India failed to provide a satisfactory reason for its exemption from the WTO rule concerning import and manufacture of content and equipment. The ruling could have been different if India was able to provide reasonable evidence for the conflict of interest between the international trade rules on imports and the country’s domestic legal system.
This ruling complicates the commitments made by India to the climate change mitigation plans, especially the Paris Climate Agreement. The ruling will certainly alter the dynamics of development in the solar industry and its inclusion in the ‘Make in India’ campaign, which was initiated to boost the country’s manufacturing sector.
Given the inadequacy of manufacturing capability (smaller factories, undeveloped domestic supply chain, etc.) and the lack of personnel, the solar industry never would have been able to sustain production of solar energy in large quantities—such as the 100 gigawatt solar target. The DCR would have been a silent killer, for it would not have met the solar generation target without a monumental increase in bills for consumers.

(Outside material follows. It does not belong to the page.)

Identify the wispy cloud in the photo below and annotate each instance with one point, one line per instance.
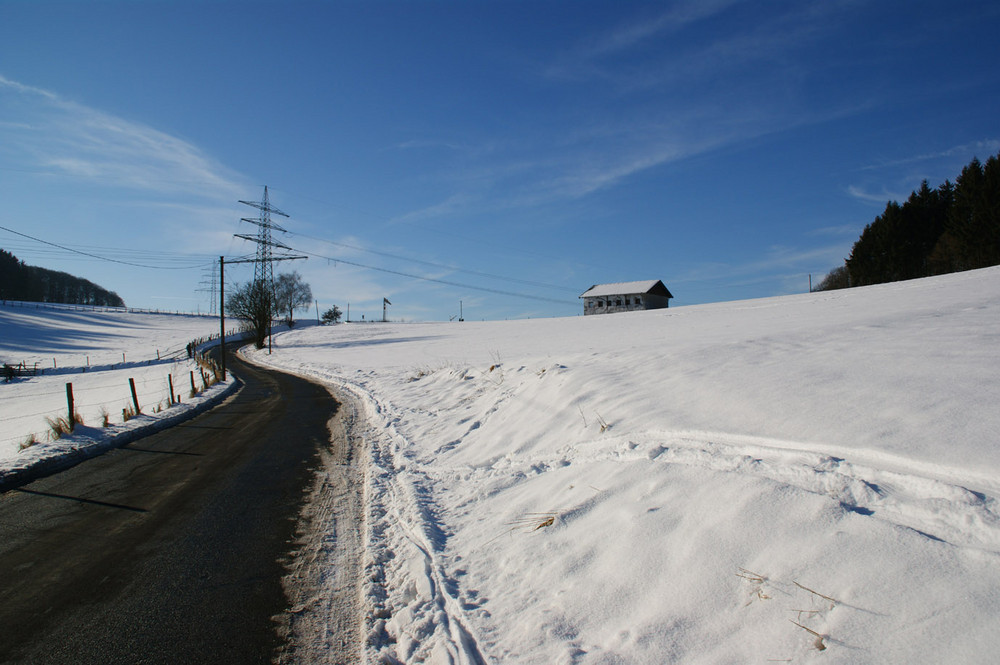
(983, 148)
(881, 197)
(63, 137)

Although the ruling is a blessing in disguise, it is surprising to see that the U.S. wants to protect its exports at the cost of India’s own initiatives to manufacture solar cells and solar modules. However, the question to be asked now is, if locally made solar equipment were deemed to be more expensive and detrimental to energy consumers, how much more detrimental will the imported solar equipment be, in comparison to clean coal and fossil fuels?